For Milton Friedman, the principles of Adam Smith of every bit as valid today as they were in 1776 and we know a lot more today than Adam Smith about economics. Interestingly, Milton Friedman once said that Adam Smith was "wrong" in many details of his vision but overall he was right. Where Adam Smith was "right", according to Friedman, was in his conception of how millions of people can coordinate their activities in a way which is mutually beneficial for all of them and without a large intrusive state. Notice how this conveniently removes all of the aspects of Adam Smith which would be problematic for a right-wing libertarian. No doubt Friedman would dismiss Smith when he says "The rich should contribute to the public expense, not only in proportion to their revenue, but something more than in that proportion." Smith supported the division of labour early in Wealth of Nations but later explained that it would lead to misery, stupidity and ignorance on a huge scale.

The Progress of History.


Adam Smith was a believer in history as progress, particularly in economic terms, that we are on the right track and human society will develop towards wealth. The trick is to be able to move all obstacles out of the way as we move forward. This is the view of history held commonly by Enlightenment thinkers. There are specific conditions that are conducive to economic progress: peace, easy taxes and tolerable administration of justice. The rest would be brought about by the natural courses of things. In other words, political stability is the key to bringing a society from the lowest barbarism to the highest opulence. Through commerce we can achieve civility and attain the bourgeois values of shopkeepers. Prosperity for Adam Smith can be measured by the standard of living enjoyed or endured by the working-class, who have a right to creative work in Smith's mind.

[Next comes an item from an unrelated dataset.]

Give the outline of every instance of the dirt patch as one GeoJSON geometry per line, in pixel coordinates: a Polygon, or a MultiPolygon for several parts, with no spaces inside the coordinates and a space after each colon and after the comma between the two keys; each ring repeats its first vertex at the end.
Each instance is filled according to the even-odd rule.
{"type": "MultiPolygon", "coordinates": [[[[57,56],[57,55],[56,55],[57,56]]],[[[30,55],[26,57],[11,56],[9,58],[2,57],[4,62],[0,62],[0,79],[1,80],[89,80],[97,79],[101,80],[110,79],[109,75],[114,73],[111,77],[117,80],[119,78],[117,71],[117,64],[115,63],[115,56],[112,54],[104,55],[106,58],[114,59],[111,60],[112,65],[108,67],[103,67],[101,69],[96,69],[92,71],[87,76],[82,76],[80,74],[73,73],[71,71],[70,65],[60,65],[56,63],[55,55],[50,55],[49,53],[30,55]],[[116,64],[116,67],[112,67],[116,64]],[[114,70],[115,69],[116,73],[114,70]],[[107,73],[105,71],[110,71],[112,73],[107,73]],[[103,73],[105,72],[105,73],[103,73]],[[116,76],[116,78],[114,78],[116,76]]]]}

The Enlightenment view of history is conservative, in the same way that Richard Dawkins is conservative, as the implications are that there is no need for a radical intervention except only to secure the progress of historical change. At the same time, there is a pessimism in the work of Adam Smith as he felt the agrarian civilisation was inescapable and we would be trapped at a high-level equilibrium. In his day, China and Holland had hit it because of the fall in the rate of profit and the law of diminishing returns. Smith anticipated that every growth in prosperity and technology would feed into a growth in population. But the world could only sustain around 500 million through agriculture, which utilises a certain amount of the energy from the sun as part of production. With the development of capitalism, we have seen the population explode to 6.5 billion, we have become embedded in a system which requires 3% compound growth to perpetuate itself every year.